Gilbert and Sullivan romp at the Tabard impresses
If you do only one new thing before 12 June, go and see Ruddigore at the Tabard. This is Gilbert and Sullivan for the 21st century.
Just nine extraordinarily talented young graduates of the Royal Academy of Music sing, dance and play instruments for two hilarious hours. You don’t have to like Gilbert & Sullivan to enjoy this funny, energetic take on a traditional joy.
With no orchestra, the cast accompany themselves, with a cello, recorder, flute, guitar, violin, a rattle and even a harp thrown into the mix for rollicking, rock and rolling musical mix. Additional musical accompaniment is by Musical Director Andre Refig, tucked away in a tiny balcony above the stage.
The plot is daft even by Gilbert & Sullivan standards. Full of Victorian Gothic, with lovelorn bachelors, optimistic maidens, out of work bridesmaids, mixed up identities, a sailor with an eye for a pretty girl, snobbery, living portraits and burqa-clad ghosts.
It opens with the troupe of contract bridesmaids bemoaning their lot - there hasn’t been a wedding for six months and their funding is running out. With such a small cast, the men have to take their turn as bridesmaids with exaggerated lipstick, rouge and flowers in their hair. At this point it would have been easy for it to descend into high camp , but it doesn’t. It’s funny, it’s farcical but it’s far too grown-up and tightly directed to be downright silly.
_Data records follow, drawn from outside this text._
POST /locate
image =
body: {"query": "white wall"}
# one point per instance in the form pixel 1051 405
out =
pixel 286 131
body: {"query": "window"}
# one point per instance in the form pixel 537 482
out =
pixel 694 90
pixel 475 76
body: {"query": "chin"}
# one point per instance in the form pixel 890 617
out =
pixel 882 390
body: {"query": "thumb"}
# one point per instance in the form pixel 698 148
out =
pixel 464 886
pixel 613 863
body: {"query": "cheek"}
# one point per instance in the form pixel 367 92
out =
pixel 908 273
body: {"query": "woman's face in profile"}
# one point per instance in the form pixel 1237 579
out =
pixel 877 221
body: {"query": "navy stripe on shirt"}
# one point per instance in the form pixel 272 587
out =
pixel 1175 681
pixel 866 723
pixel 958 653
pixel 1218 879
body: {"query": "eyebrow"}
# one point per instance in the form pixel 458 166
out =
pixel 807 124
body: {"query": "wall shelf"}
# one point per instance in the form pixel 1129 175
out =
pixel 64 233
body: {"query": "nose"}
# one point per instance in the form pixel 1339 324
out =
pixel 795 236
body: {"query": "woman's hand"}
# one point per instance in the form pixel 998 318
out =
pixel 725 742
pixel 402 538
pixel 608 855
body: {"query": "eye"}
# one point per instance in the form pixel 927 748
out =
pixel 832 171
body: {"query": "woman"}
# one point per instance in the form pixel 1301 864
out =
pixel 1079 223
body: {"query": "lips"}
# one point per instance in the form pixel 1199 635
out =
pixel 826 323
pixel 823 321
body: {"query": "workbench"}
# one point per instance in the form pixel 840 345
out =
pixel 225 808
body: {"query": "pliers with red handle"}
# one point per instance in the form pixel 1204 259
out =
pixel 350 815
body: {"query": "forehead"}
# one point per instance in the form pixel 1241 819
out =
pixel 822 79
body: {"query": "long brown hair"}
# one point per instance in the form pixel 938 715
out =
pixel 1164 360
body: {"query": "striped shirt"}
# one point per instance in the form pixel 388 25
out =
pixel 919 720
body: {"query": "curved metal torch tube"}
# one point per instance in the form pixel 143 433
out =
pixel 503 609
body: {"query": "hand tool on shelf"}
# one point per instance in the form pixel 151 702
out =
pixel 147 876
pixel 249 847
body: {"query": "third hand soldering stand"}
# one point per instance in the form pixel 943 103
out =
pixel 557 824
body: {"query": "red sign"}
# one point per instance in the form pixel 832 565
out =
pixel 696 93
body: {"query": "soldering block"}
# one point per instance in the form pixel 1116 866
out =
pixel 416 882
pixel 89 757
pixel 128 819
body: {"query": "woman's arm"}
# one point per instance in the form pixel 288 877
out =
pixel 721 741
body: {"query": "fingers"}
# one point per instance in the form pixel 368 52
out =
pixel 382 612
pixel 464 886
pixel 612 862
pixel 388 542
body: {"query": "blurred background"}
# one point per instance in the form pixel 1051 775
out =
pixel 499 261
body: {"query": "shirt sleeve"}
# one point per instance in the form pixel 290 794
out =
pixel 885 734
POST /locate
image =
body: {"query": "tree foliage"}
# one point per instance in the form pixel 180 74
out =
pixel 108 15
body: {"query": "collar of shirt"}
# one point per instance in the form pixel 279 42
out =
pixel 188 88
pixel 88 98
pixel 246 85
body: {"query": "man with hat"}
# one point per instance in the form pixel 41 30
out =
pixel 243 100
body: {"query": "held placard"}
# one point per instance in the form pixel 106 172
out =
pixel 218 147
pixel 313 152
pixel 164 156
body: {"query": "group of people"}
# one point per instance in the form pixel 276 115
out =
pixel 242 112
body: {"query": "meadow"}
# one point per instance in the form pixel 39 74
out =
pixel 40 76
The main story is of the Murgatroyd boys who have inherited an ancient curse – they have to commit a crime every day, which makes it difficult to find girlfriends. Sir Ruthven Murgatroyd (Ben Mann) hides out in a Cornish village under an assumed name, but his fate catches up with him. His true identity is revealed and he has to take on the curse. This reduces his opportunities with his girlfriend, the lovely Rose Maybud (Lydia Jenkins) who falls for a sailor (Mathew Crowe); bringing on all sorts of complex plot twists.
Of course it comes alright in the end, although they have to bring somebody back from the dead to make it work, but who cares? It Really Doesn’t Matter, which is also the title of one of the songs performed with toe-tapping, foot stomping gusto, once during the show and reprised at the end, leaving the delighted audience howling for more.
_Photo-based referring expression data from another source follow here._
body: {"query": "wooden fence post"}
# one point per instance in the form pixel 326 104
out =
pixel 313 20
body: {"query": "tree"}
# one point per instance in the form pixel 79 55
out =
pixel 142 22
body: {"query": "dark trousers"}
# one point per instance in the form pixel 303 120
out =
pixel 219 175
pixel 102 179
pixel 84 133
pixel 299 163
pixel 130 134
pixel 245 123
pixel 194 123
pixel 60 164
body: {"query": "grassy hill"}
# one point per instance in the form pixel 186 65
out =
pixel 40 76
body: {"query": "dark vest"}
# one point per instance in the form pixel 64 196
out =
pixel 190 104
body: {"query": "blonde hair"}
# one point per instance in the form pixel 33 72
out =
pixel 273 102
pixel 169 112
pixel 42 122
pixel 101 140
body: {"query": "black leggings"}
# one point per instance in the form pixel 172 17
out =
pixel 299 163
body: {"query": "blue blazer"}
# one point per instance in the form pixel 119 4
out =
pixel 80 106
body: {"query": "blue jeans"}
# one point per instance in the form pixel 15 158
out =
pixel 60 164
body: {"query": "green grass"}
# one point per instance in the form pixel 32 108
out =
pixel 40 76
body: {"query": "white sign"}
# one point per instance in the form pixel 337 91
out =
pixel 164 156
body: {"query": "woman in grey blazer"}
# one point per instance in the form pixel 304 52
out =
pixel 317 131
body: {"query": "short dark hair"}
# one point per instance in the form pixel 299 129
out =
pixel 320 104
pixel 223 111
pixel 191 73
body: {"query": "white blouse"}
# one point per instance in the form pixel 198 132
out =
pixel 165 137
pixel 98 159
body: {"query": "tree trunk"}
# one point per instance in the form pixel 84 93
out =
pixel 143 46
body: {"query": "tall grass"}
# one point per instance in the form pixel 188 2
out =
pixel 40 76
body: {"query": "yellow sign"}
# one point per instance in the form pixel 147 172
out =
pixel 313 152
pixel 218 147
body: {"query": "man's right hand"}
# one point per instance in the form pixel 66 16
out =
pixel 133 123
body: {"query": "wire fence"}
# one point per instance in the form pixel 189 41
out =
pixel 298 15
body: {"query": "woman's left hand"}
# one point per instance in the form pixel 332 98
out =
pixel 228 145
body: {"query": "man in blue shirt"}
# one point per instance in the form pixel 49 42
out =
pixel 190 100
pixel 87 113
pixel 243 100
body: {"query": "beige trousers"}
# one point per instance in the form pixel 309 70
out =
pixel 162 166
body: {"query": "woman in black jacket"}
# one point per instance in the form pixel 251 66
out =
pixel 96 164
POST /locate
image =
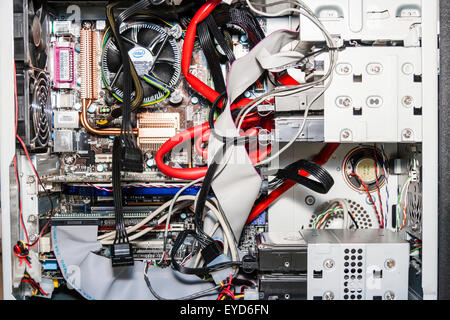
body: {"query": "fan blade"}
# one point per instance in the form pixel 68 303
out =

To achieve all this in such a tiny space is staging genius. The credit for this goes to Director Alex Young and Choreographer Kris Manuel, who also plays Sir Despard Murgatroyd.
No opportunity to be rude is overlooked, as virgins stare into bulging crotches, men are smothered in ample bosoms and Mad Meg (Sarah Covey) sucks Despard Murgatroyd’s finger in a way that would make Queen Victoria blush. Later on Dame Hannah (Emily Davies) and Sir Roderic Murgatroyd (Michael Storr) sing a duet about a sweet little flower and a growing oak tree while she straddles his leg.......
And there’s a nod to modernity with a joke about giving the portraits to the Tate Modern, but they don't dwell on it
All the cast are brilliant, the two I haven’t mentioned are Robert Hannouch (Old Adam), and Cerian Holland (Zorrah and harpist). Make a note of their names because talent like this is bound to go far so you can expect to see them pop up again.
We’re very lucky to have such a fine production in Chiswick – don’t miss it.